Note: Generally, the default value is used. The value is negotiated between the client and server. For a congested low-speed network, you can reduce the value of this parameter so that smaller request packets are sent to the server to improve NFS performance. For a high-speed network, you can increase the value of this parameter to reduce the number of request packets sent to the server and improve performance.

ac/noac: To improve performance, the NFS client caches file attributes (ac by default), checks the file attributes periodically, and updates the file attributes. When the ac parameter is used to cache file attributes, the acregmin, acregmax, acdirmin, acdirmax, or actimeo parameter can also be used. acregmin/acregmax: specifies the minimum and maximum duration (in seconds) for caching common file attributes on the NFS client. After the duration expires, the attributes are updated. By default, the minimum duration is 3s and the maximum duration is 60s.

acdirmin/acdirmax: specifies the minimum and maximum duration (in seconds) for setting the attributes of the cache directory on the NFS client. After the duration expires, the attributes are updated. By default, the minimum duration is 3s and the maximum duration is 60s.

actimeo: sets acregmin, acregmax, acdirmin, and acdirmax to the same value, in seconds.

Note: When the attributes of the shared file on the server are frequently changed by multiple clients, you are advised to use the noac option, or ac with a smaller acregmin, acregmax, acdirmin, or acdirmax value to achieve better attribute consistency. If the attributes of the shared files on the server are not frequently changed, for example, the file sharing is read-only or the network delivers good performance, you are advised to use the default ac option and set acregmin, acregmax, acdirmin, or acdirmax based on the actual network status.

sharecache/nosharecache: When a client uses different local directories to mount the same NFS share and sharecache is used during mounting, the client shares the NFS data cache.

nosharecache causes multiple cache copies for a file, and leads to data inconsistency.

Note: This parameter is used when a client mounts the same shared directory for multiple times. You are advised to use the default sharecache option.

lookupcache=mode: The value of mode can be all, none, or pos. all caches both results that file exists and the file does not exist. Therefore, when the same file is queried for the second time, the LOOKUP command word is not sent again because the client has cached the result.

This option can quickly detect files created or deleted by other clients, but affects server performance.

Note: The LOOKUP command word is used to convert a file name into a file handle. If multiple clients frequently create or delete files, none is recommended. In other cases, all or pos is recommended.

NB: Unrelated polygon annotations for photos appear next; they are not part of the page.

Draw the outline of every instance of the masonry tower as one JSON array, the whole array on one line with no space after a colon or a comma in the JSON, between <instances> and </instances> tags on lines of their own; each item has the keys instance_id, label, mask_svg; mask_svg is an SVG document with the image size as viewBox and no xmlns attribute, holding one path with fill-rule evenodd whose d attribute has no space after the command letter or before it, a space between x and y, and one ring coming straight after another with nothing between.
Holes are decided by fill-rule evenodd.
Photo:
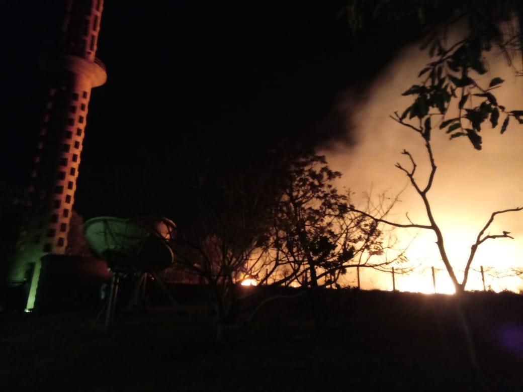
<instances>
[{"instance_id":1,"label":"masonry tower","mask_svg":"<svg viewBox=\"0 0 523 392\"><path fill-rule=\"evenodd\" d=\"M104 0L67 0L61 30L42 62L49 77L29 191L29 205L8 272L34 307L41 258L67 245L91 89L107 79L95 56Z\"/></svg>"}]
</instances>

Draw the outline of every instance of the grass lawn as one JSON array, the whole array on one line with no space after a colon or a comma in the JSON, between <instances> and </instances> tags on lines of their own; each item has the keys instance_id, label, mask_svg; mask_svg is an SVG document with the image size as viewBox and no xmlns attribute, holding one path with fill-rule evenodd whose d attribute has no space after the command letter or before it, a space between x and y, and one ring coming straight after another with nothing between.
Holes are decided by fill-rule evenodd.
<instances>
[{"instance_id":1,"label":"grass lawn","mask_svg":"<svg viewBox=\"0 0 523 392\"><path fill-rule=\"evenodd\" d=\"M0 314L0 390L523 390L521 295L308 293L220 344L196 308Z\"/></svg>"}]
</instances>

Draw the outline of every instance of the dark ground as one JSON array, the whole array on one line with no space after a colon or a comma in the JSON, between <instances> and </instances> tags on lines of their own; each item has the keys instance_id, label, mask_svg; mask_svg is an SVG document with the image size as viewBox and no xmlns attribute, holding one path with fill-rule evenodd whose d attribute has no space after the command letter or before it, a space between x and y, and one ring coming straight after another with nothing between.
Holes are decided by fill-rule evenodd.
<instances>
[{"instance_id":1,"label":"dark ground","mask_svg":"<svg viewBox=\"0 0 523 392\"><path fill-rule=\"evenodd\" d=\"M0 389L523 390L523 296L464 301L460 310L452 296L308 293L267 305L221 345L212 315L194 301L186 315L120 313L108 330L94 326L95 309L7 313Z\"/></svg>"}]
</instances>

cto/nocto: Linux implements the cache consistency feature "close-to-open" by comparing the GETATTR query results when a file is closed and opened next time (http://nfs.sourceforge.net/). If the query results are the same, the cache data on the client is still valid. Otherwise, the cache data should be cleared.

Using cto to mount and read the same file: Before the file is read for the second time, the client sends GETATTR to obtain the attribute and compares it with the cached result and finds that the file does not change. Therefore, the client does not send READ for the second time and directly reads the file content from its cache. If the file content is changed on the server before the file is read for the second time, the client sends GETATTR and compares the result with the cached result. As the change is detected, the client sends READ for the second time to read the file content from the server. cto ensures data consistency.

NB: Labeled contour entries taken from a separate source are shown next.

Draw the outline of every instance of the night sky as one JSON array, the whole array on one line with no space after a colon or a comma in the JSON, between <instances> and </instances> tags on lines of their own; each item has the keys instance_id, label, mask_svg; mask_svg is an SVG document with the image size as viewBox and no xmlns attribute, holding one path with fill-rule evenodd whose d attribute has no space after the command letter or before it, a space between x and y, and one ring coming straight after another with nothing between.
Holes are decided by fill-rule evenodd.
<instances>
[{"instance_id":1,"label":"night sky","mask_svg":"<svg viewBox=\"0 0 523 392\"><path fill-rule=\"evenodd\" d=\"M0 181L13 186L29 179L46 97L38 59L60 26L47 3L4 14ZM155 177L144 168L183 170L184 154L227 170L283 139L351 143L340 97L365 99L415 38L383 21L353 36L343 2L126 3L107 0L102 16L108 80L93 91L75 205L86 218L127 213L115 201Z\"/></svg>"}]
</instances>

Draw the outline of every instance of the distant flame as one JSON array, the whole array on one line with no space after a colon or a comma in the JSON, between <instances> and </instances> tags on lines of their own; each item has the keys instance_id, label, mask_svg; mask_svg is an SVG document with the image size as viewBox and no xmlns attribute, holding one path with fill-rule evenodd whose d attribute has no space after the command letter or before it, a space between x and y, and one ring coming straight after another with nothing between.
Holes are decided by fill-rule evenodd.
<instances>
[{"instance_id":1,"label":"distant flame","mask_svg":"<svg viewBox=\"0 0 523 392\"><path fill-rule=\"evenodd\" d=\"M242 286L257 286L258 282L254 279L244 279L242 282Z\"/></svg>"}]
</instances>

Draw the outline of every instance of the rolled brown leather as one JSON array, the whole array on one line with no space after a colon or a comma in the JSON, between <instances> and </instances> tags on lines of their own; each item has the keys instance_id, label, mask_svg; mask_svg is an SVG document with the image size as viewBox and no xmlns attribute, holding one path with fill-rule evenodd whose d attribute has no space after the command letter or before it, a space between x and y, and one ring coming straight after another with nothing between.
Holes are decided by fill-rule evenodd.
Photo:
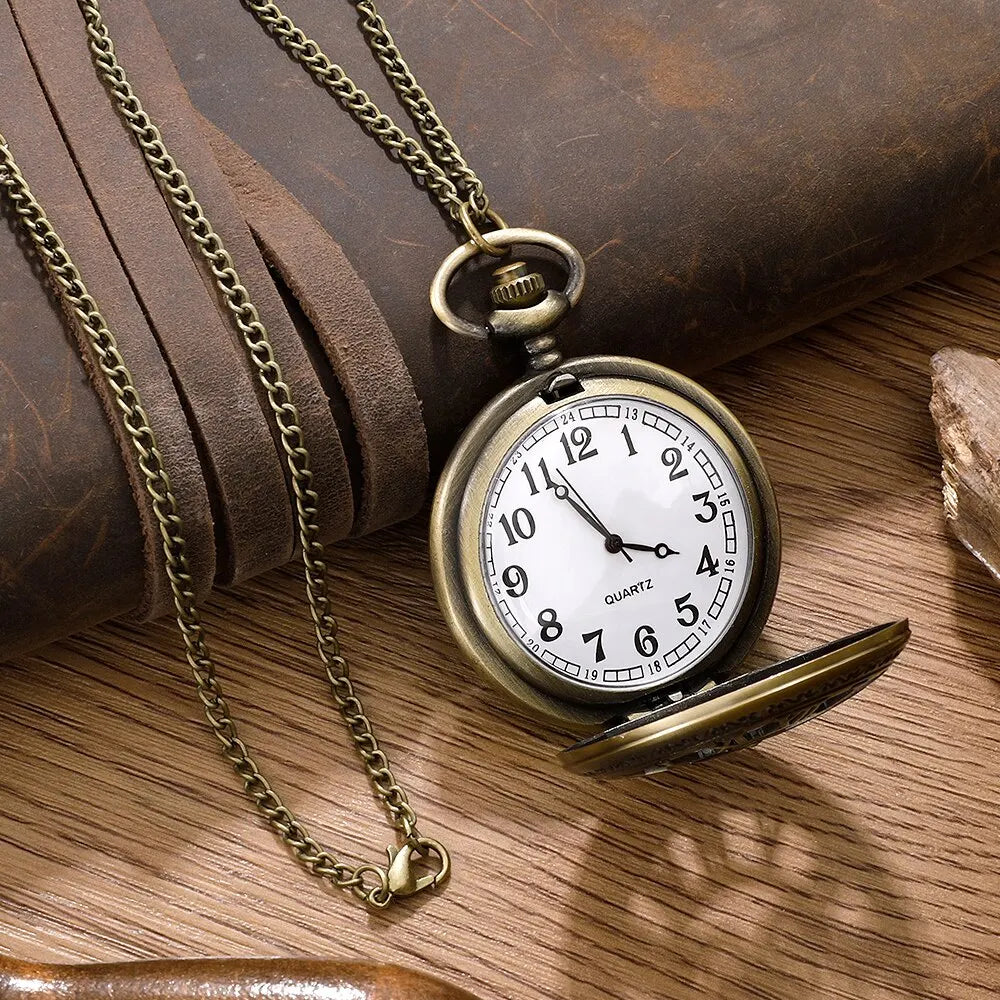
<instances>
[{"instance_id":1,"label":"rolled brown leather","mask_svg":"<svg viewBox=\"0 0 1000 1000\"><path fill-rule=\"evenodd\" d=\"M28 0L3 3L25 20L38 76L49 81L71 145L73 136L79 144L80 129L68 120L72 95L53 82L70 50L85 46L82 19L73 27L75 0L44 0L53 23L60 15L58 33L47 31L39 15L27 16ZM276 329L286 331L286 352L292 345L293 390L313 407L310 448L335 449L339 433L357 502L353 527L368 530L404 516L423 496L425 477L390 474L393 448L406 442L406 455L409 443L426 434L432 466L438 465L479 406L518 372L504 350L446 333L432 321L427 287L453 235L401 167L236 0L158 4L159 34L136 0L102 6L140 96L169 123L165 134L181 165L187 169L183 161L191 160L192 179L204 186L199 196L210 214L219 214L220 228L229 227L238 266L256 275L254 295L268 308L277 301L284 309L282 319L273 308ZM286 0L283 9L405 123L354 29L351 5ZM988 138L1000 134L1000 33L987 8L913 0L901 16L859 0L722 6L681 0L665 17L654 0L625 9L596 0L544 9L498 0L488 14L473 4L430 0L391 14L397 41L483 176L494 207L511 225L559 233L587 258L587 291L561 332L569 354L635 354L696 371L1000 242L1000 172ZM96 151L84 163L81 146L75 165L88 192L78 176L61 179L74 171L65 149L42 152L41 139L18 125L47 114L19 46L9 30L0 38L4 82L35 104L9 102L0 129L25 159L29 182L38 174L57 226L64 215L84 210L100 218L102 205L110 213L106 199L114 185L99 183ZM8 49L15 59L7 58ZM224 157L229 165L220 163L220 144L213 144L213 155L204 135L192 130L197 119L170 73L166 49L195 106L226 136L222 145L235 143L257 165L236 154ZM21 69L8 73L8 65ZM131 140L118 147L107 170L118 169ZM256 178L235 197L226 190L239 183L233 162ZM308 255L297 227L280 209L275 215L285 196L313 216L300 216L311 245L322 242L322 231L330 237L338 252L329 261ZM101 227L65 235L81 264L108 253ZM168 236L156 240L165 245ZM89 245L101 239L103 250ZM134 305L149 286L138 281L139 263L128 259L125 242L117 248L119 269L135 270L135 290L128 289ZM270 275L266 263L273 265ZM57 307L44 302L11 232L0 233L0 268L3 656L134 610L139 595L162 596L162 588L156 591L149 565L148 531L143 559L139 525L147 514L137 515L141 505L128 493L134 470L123 464L117 431L109 430ZM481 300L482 282L458 283L459 310L478 313ZM283 326L289 320L301 352ZM164 358L180 347L170 334L176 317L150 311L147 322L154 338L164 338L159 364L166 371ZM201 322L217 328L216 319ZM367 350L369 337L387 342L385 331L405 367L395 352L390 358L381 348ZM221 356L222 345L213 347ZM353 368L349 384L341 385L346 369L338 365L345 361ZM163 385L146 373L148 391L162 390L176 409L195 398L221 405L222 394L214 396L207 382L189 384L176 368L170 374L174 384ZM410 382L423 417L419 433L413 433ZM404 405L389 412L373 402L372 387L381 392L396 384ZM323 406L317 385L327 397ZM199 416L205 419L187 415L191 441L208 430L207 415ZM177 416L160 419L169 437ZM201 463L195 471L202 485L191 485L185 510L206 527L204 484L222 495L227 458L224 436L216 432L214 440L220 443L200 455L188 445ZM248 470L259 457L259 447L248 444ZM422 461L416 456L414 467ZM175 462L183 477L190 465L180 455ZM346 530L333 530L331 519L347 502L337 489L328 489L335 498L327 508L330 537ZM255 522L252 509L247 513L252 506L227 512L231 524L250 536L256 524L267 535L273 523L263 512ZM255 572L270 561L262 555L267 546L251 544L252 537L239 536L247 553L239 556L238 535L231 527L216 543L218 565L223 572L229 566L234 578L241 567ZM199 543L199 564L210 576L208 542ZM269 551L280 561L290 545L286 537L283 548ZM147 611L154 604L145 599Z\"/></svg>"},{"instance_id":2,"label":"rolled brown leather","mask_svg":"<svg viewBox=\"0 0 1000 1000\"><path fill-rule=\"evenodd\" d=\"M3 1000L474 1000L398 965L310 959L205 959L38 965L0 958Z\"/></svg>"}]
</instances>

Using nocto to mount and read the same file: Before the file is read for the second time, the client does not send GETATTR and directly reads the file content from its cache. If the file content is changed on the server before the file is read for the second time, the client does not detect the change. Therefore, the client reads outdated data for the second time. After a period of time, the client sends a READ message to the server to read the file again and obtain the new file content.

Note: If the file content seldom changes, for example, the server provides the read-only share permission (the file system is exported with the read-only permission) for customers, you are advised to use the nocto option to improve performance. If the file content changes frequently and the client has high requirements on file cache consistency, you are advised to use the cto option.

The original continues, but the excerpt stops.